Split renal function should be estimated using renal scintigraphy in the following situations [105,106] (LE: 2b):

  • when renal function is compromised, as indicated by increased serum creatinine or significantly decreased GFR;
  • when renal function is clinically important; e.g., in patients with a solitary kidney or multiple- or bilateral tumours.

Renal scintigraphy is an additional diagnostic option in patients at risk of future renal impairment due to comorbid disorders.

5.2. Imaging investigations

Most renal tumours are diagnosed by abdominal US or CT performed for other medical reasons [98] (LE: 3). Renal masses are classified as solid or cystic based on imaging findings.

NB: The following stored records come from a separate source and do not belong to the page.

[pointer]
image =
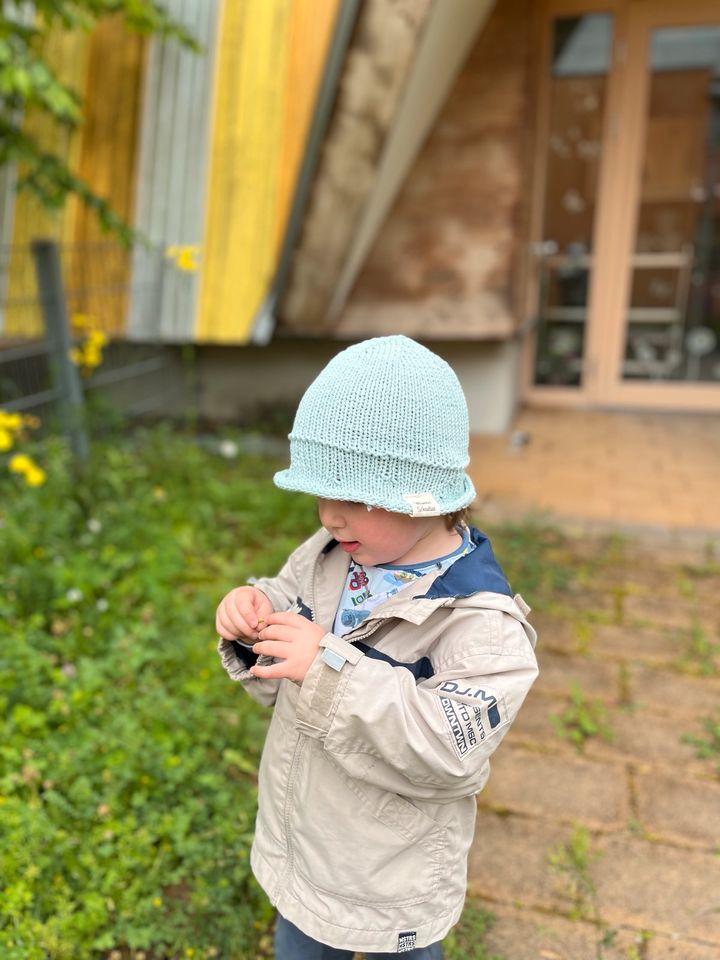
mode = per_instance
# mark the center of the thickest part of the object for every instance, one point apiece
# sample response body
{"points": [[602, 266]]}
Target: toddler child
{"points": [[396, 658]]}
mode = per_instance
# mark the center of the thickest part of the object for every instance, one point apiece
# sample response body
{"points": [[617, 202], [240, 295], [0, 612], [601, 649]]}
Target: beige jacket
{"points": [[370, 769]]}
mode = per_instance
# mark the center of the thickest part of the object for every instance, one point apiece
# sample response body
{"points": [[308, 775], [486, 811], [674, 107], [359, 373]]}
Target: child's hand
{"points": [[241, 612], [293, 640]]}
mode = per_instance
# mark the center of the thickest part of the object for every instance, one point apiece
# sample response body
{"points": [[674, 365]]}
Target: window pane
{"points": [[673, 316], [581, 60]]}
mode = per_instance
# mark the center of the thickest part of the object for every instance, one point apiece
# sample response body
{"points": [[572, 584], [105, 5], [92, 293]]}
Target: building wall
{"points": [[445, 264], [241, 384]]}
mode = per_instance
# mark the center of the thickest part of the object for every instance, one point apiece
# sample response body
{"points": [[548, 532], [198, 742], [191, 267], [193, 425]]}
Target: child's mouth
{"points": [[349, 545]]}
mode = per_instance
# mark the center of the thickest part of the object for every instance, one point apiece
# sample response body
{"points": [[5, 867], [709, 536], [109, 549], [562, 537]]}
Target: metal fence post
{"points": [[54, 311]]}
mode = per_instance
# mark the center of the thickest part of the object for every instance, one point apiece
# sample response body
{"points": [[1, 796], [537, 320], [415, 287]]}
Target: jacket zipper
{"points": [[286, 815]]}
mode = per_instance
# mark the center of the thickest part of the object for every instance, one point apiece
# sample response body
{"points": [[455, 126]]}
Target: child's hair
{"points": [[385, 423]]}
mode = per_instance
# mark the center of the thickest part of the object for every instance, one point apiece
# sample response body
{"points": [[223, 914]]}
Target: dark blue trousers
{"points": [[293, 944]]}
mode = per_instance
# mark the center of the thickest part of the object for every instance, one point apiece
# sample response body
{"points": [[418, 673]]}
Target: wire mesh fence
{"points": [[63, 336]]}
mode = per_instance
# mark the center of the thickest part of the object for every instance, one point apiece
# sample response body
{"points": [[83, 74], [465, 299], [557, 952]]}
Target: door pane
{"points": [[580, 64], [673, 315]]}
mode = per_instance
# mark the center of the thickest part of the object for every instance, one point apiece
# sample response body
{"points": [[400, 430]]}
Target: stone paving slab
{"points": [[509, 862], [638, 884], [672, 693], [562, 788], [646, 804], [669, 611], [519, 934], [648, 738], [650, 645], [663, 888], [666, 948], [678, 810]]}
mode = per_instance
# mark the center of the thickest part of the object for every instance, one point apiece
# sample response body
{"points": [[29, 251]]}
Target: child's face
{"points": [[378, 536]]}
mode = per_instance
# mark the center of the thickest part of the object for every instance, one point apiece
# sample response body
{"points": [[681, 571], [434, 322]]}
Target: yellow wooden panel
{"points": [[67, 53], [271, 54], [107, 162], [239, 240], [311, 29]]}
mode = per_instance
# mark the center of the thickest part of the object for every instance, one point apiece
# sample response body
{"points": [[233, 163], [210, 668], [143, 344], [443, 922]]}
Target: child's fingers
{"points": [[274, 671], [273, 648], [286, 620], [229, 627]]}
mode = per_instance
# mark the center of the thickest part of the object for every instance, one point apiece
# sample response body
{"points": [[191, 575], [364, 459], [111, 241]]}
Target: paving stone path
{"points": [[609, 848]]}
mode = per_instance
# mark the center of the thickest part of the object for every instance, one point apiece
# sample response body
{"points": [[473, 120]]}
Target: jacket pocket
{"points": [[358, 843]]}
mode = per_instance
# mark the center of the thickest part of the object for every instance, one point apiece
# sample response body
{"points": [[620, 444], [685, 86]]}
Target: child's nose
{"points": [[331, 513]]}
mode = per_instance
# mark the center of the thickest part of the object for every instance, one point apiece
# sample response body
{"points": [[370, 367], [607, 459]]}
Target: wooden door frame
{"points": [[618, 190]]}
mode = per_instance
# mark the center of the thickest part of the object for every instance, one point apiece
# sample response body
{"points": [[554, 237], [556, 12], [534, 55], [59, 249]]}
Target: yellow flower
{"points": [[186, 257], [35, 477], [82, 321], [21, 463], [10, 421]]}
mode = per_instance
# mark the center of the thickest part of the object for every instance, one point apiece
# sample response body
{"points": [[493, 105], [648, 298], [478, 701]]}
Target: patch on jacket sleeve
{"points": [[406, 941], [471, 724]]}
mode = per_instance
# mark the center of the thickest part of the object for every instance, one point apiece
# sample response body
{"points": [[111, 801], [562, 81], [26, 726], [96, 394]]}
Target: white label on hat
{"points": [[422, 504]]}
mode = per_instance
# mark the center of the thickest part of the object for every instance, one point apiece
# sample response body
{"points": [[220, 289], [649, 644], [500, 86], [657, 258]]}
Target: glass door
{"points": [[672, 311], [625, 301], [576, 94]]}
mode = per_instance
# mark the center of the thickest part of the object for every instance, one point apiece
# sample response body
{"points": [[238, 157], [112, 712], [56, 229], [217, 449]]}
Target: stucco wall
{"points": [[237, 384]]}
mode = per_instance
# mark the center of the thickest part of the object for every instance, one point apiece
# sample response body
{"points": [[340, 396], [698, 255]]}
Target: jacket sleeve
{"points": [[282, 591], [429, 740]]}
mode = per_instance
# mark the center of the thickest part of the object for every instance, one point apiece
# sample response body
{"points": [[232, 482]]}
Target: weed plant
{"points": [[127, 759]]}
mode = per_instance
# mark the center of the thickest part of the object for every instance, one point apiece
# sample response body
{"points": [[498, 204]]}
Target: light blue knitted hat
{"points": [[386, 424]]}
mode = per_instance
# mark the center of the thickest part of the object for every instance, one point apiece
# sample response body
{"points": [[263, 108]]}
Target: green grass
{"points": [[127, 759]]}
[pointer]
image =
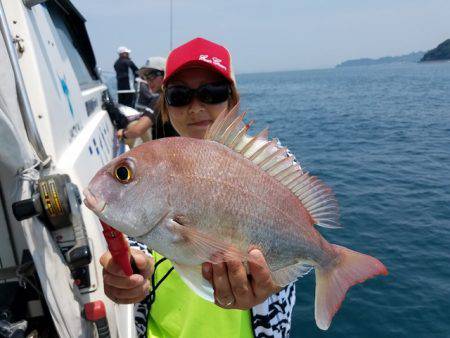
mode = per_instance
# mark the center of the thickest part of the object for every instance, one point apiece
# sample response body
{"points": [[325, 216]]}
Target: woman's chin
{"points": [[198, 131]]}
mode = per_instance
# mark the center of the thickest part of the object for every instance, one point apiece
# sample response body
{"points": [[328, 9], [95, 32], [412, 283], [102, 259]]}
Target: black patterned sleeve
{"points": [[272, 318]]}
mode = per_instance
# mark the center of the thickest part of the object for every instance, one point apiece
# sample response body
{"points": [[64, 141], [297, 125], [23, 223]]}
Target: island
{"points": [[440, 53], [408, 58]]}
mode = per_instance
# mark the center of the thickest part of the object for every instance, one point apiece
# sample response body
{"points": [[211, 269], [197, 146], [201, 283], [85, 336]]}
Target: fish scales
{"points": [[224, 194], [215, 199]]}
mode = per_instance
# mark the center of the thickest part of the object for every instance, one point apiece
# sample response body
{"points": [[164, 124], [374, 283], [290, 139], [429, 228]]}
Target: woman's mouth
{"points": [[201, 124]]}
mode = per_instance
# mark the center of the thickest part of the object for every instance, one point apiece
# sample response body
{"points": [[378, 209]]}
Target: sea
{"points": [[380, 137]]}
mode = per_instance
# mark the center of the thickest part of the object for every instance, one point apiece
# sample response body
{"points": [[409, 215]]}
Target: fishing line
{"points": [[154, 287]]}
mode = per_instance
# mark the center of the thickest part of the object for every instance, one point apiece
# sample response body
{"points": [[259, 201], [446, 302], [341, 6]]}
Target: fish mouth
{"points": [[93, 203]]}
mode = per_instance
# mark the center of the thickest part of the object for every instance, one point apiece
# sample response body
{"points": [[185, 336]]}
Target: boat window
{"points": [[72, 45]]}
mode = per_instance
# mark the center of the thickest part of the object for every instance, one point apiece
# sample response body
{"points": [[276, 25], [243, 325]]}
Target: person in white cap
{"points": [[153, 73], [126, 72]]}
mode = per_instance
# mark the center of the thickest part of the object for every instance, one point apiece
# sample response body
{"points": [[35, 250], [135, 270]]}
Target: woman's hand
{"points": [[234, 289], [124, 289]]}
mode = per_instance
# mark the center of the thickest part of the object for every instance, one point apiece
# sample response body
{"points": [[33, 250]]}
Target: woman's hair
{"points": [[163, 107]]}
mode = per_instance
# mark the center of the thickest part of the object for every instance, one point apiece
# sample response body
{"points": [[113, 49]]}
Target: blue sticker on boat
{"points": [[67, 94]]}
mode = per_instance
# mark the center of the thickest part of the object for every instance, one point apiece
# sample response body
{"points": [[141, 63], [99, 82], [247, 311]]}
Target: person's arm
{"points": [[234, 289], [133, 68], [137, 129], [124, 289]]}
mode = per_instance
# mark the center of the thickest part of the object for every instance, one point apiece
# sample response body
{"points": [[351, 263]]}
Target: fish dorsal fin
{"points": [[229, 129]]}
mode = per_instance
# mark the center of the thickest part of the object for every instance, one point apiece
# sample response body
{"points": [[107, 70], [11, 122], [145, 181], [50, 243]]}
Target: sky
{"points": [[268, 35]]}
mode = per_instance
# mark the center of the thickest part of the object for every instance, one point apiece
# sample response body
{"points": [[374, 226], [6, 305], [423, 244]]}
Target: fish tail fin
{"points": [[332, 283]]}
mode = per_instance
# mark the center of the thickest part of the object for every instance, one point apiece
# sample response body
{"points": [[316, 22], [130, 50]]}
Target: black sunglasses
{"points": [[210, 93], [151, 75]]}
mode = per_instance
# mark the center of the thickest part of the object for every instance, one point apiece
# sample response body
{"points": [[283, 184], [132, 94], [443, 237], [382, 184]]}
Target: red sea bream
{"points": [[215, 199]]}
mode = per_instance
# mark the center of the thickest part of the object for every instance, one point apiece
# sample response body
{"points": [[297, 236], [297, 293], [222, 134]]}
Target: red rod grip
{"points": [[119, 248]]}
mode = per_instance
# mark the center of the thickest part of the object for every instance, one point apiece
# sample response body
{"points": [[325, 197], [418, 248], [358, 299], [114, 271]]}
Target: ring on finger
{"points": [[226, 304]]}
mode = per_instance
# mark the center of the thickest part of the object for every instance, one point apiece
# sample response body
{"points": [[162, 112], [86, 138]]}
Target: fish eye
{"points": [[123, 172]]}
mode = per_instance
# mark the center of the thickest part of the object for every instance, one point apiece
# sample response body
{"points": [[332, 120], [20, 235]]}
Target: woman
{"points": [[198, 85]]}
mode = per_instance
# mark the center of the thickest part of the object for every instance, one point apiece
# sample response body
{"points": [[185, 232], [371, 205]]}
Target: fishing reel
{"points": [[57, 203]]}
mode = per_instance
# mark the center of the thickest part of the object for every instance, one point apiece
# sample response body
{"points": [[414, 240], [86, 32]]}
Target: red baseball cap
{"points": [[200, 52]]}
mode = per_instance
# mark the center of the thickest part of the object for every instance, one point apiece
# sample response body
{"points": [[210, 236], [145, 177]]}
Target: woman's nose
{"points": [[195, 106]]}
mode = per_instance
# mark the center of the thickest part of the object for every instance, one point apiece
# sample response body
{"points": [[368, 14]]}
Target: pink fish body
{"points": [[215, 199]]}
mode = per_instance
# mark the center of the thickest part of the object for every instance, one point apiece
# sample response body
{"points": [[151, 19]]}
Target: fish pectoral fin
{"points": [[192, 276], [204, 246], [290, 273]]}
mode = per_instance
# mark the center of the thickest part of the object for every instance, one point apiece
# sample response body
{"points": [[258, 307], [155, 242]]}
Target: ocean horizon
{"points": [[379, 136]]}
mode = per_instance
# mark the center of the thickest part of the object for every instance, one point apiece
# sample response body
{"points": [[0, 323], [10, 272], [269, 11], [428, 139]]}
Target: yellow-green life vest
{"points": [[179, 312]]}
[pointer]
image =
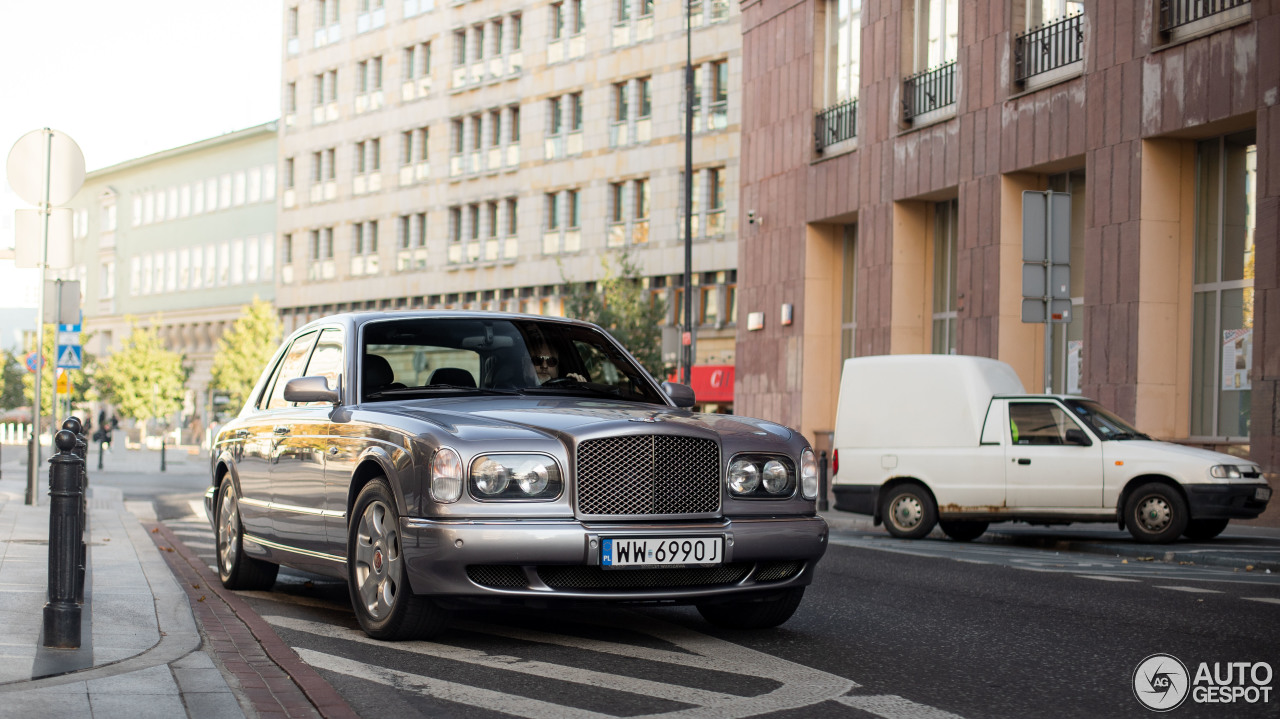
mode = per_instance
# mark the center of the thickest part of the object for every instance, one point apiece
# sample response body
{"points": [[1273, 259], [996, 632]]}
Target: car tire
{"points": [[909, 511], [376, 573], [762, 613], [1156, 513], [963, 530], [1203, 530], [234, 568]]}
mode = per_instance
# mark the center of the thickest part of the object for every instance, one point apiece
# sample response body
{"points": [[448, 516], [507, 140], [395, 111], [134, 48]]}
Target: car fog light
{"points": [[490, 477], [775, 477], [808, 475], [744, 477], [446, 476]]}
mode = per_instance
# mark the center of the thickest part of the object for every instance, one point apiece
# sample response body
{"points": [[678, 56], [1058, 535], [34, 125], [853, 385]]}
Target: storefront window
{"points": [[1223, 301]]}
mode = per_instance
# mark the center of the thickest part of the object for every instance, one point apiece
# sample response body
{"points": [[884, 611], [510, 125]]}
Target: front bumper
{"points": [[1226, 502], [529, 560]]}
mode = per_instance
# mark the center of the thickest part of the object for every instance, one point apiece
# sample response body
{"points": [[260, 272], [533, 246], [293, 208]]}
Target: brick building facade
{"points": [[886, 145]]}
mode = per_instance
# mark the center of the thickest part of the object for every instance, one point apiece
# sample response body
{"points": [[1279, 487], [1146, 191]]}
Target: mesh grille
{"points": [[497, 575], [777, 571], [648, 475], [595, 577]]}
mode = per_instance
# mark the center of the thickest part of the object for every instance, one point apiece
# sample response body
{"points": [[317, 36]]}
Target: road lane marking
{"points": [[801, 686], [448, 691], [891, 706]]}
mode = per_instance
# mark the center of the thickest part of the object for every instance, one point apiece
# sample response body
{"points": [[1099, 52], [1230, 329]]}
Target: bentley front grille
{"points": [[648, 475]]}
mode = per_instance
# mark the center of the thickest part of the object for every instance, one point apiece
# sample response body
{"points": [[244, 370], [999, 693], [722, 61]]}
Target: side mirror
{"points": [[1078, 436], [681, 394], [310, 389]]}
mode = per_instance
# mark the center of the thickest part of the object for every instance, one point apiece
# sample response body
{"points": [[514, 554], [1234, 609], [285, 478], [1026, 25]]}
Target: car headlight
{"points": [[446, 476], [515, 477], [762, 476], [808, 475], [744, 477]]}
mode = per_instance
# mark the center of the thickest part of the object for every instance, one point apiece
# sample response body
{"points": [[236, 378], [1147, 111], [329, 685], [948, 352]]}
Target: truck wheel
{"points": [[1201, 530], [1156, 513], [963, 531], [909, 512], [753, 614]]}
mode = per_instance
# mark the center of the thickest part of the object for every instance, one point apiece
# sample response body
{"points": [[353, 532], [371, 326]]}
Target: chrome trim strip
{"points": [[295, 550]]}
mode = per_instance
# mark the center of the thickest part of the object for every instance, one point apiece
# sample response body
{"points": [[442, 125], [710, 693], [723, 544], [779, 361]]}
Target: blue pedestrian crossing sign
{"points": [[69, 356]]}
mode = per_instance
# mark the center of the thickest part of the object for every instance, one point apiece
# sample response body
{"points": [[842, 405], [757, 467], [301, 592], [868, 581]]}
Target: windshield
{"points": [[433, 356], [1102, 421]]}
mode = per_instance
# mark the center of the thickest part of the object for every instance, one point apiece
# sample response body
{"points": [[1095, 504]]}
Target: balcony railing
{"points": [[929, 90], [1048, 46], [1176, 13], [835, 123]]}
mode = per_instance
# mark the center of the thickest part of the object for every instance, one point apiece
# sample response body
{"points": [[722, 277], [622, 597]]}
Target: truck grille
{"points": [[648, 475]]}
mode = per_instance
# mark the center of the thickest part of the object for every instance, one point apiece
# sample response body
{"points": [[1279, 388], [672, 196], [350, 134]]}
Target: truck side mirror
{"points": [[1078, 436]]}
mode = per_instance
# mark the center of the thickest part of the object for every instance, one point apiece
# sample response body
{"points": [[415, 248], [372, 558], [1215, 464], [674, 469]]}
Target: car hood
{"points": [[516, 417], [1168, 450]]}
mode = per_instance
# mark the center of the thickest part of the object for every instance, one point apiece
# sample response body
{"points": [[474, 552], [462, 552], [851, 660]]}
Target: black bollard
{"points": [[62, 613], [822, 480], [73, 425]]}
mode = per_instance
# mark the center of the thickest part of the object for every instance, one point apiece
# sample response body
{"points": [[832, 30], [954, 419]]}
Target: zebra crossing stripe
{"points": [[448, 691]]}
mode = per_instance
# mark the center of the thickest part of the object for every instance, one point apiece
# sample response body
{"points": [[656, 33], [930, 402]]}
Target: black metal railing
{"points": [[1048, 46], [928, 90], [835, 123], [1175, 13]]}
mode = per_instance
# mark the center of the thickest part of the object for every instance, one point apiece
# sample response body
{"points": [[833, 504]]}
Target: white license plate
{"points": [[664, 552]]}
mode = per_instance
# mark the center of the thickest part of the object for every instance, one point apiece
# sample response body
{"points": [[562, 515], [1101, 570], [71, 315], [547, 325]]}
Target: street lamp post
{"points": [[686, 339]]}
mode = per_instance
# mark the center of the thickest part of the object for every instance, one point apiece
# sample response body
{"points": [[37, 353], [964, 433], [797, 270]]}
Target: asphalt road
{"points": [[892, 630]]}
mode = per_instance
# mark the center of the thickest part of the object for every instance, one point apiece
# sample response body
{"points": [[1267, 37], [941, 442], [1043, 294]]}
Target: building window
{"points": [[1223, 285], [946, 241]]}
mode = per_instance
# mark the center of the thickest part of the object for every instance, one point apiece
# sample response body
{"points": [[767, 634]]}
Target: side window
{"points": [[1038, 424], [327, 360], [295, 360]]}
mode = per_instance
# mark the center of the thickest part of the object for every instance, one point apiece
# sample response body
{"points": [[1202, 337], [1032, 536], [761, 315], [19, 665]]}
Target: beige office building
{"points": [[181, 239], [478, 154]]}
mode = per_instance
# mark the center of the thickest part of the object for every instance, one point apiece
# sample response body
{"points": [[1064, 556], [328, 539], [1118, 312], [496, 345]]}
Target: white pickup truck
{"points": [[926, 439]]}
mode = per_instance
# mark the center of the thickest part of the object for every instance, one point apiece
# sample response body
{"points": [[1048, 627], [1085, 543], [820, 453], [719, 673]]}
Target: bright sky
{"points": [[128, 78]]}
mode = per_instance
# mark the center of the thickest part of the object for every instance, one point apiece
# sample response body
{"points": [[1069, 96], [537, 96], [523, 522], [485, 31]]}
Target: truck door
{"points": [[1051, 462]]}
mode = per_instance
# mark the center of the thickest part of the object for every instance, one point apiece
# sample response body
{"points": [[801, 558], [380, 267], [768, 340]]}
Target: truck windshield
{"points": [[1104, 422]]}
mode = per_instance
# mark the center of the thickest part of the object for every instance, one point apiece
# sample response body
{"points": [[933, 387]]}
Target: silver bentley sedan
{"points": [[439, 459]]}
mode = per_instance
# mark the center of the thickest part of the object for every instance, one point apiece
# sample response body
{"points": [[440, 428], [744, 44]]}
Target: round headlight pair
{"points": [[528, 474], [757, 475], [496, 476]]}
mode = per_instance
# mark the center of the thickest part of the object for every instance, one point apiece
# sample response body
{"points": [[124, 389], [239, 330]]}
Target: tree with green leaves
{"points": [[144, 380], [78, 380], [621, 305], [245, 349], [13, 372]]}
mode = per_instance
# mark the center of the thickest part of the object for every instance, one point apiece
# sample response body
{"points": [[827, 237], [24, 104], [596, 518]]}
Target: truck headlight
{"points": [[808, 475], [1225, 471], [446, 476], [515, 477]]}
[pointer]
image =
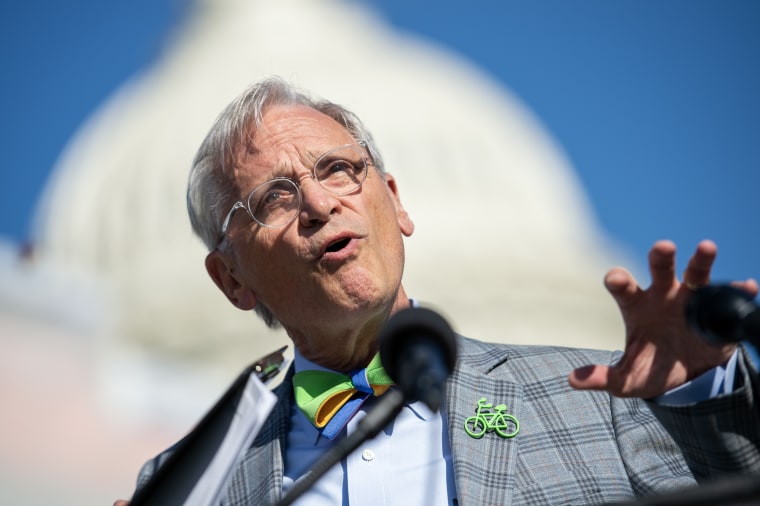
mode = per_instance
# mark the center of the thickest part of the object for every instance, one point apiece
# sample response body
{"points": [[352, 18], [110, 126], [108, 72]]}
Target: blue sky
{"points": [[657, 104]]}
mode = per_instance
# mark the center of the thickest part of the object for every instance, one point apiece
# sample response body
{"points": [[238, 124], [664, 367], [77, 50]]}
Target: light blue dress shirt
{"points": [[410, 461]]}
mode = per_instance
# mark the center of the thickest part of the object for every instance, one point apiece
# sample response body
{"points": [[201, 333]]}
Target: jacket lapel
{"points": [[258, 479], [484, 467]]}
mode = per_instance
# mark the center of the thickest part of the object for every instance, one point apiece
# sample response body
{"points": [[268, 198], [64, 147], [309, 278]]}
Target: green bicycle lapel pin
{"points": [[486, 420]]}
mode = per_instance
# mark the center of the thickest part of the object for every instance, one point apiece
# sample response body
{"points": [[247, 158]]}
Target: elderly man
{"points": [[305, 226]]}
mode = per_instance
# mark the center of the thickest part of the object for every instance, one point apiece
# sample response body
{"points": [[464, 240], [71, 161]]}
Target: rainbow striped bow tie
{"points": [[329, 399]]}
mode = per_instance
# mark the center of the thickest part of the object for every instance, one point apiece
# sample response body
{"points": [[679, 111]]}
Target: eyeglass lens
{"points": [[340, 171]]}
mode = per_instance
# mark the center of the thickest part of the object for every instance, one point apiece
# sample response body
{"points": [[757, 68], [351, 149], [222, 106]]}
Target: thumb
{"points": [[590, 377]]}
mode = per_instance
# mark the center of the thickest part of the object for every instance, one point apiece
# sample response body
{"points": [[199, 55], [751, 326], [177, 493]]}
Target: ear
{"points": [[405, 223], [220, 268]]}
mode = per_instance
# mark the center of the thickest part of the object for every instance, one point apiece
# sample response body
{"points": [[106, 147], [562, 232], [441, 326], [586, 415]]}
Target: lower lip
{"points": [[346, 252]]}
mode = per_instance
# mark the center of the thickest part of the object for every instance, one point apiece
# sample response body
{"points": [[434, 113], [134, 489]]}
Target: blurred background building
{"points": [[114, 339]]}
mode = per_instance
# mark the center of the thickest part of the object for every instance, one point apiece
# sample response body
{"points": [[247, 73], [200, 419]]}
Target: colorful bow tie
{"points": [[330, 399]]}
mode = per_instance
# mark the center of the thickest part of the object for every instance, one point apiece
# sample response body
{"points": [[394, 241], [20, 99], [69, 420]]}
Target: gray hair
{"points": [[210, 189]]}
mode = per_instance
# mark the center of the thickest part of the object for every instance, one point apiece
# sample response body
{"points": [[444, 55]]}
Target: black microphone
{"points": [[724, 314], [418, 350]]}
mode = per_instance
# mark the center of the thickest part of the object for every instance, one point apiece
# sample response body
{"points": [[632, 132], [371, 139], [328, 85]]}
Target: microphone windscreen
{"points": [[717, 312], [418, 350]]}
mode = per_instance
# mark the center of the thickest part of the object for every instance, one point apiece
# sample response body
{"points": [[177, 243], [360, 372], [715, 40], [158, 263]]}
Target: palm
{"points": [[661, 351]]}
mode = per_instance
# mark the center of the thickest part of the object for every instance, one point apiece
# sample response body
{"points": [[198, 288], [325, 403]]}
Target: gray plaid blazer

5.2.1. Presence of enhancement

With solid renal masses, the most important criterion for differentiating malignant lesions is the presence of enhancement [107] (LE: 3). Traditionally, US, CT and MRI are used for detecting and characterising renal masses. Most renal masses are diagnosed accurately by imaging alone.

5.2.2. Computed tomography or magnetic resonance imaging

Computed tomography or MRI are used to characterise renal masses. Imaging must be performed unenhanced, in an early arterial phase, and in a parenchymal phase with intravenous contrast material to demonstrate enhancement. In CT imaging, enhancement in renal masses is determined by comparing Hounsfield units (HU) before, and after, contrast administration. A change of fifteen HU, or more, in the solid tumour parts demonstrates enhancement and thus vital tumour parts [108] (LE: 3). Computed tomography or MRI allows accurate diagnosis of RCC but cannot reliably distinguish oncocytoma and fat-free AML from malignant renal neoplasms [109-112] (LE: 3). Abdominal CT provides information on [113]:

  • function and morphology of the contralateral kidney [114] (LE: 3);
  • primary tumour extension;
  • venous involvement;
  • enlargement of locoregional LNs;
  • condition of the adrenal glands and other solid organs (LE: 3).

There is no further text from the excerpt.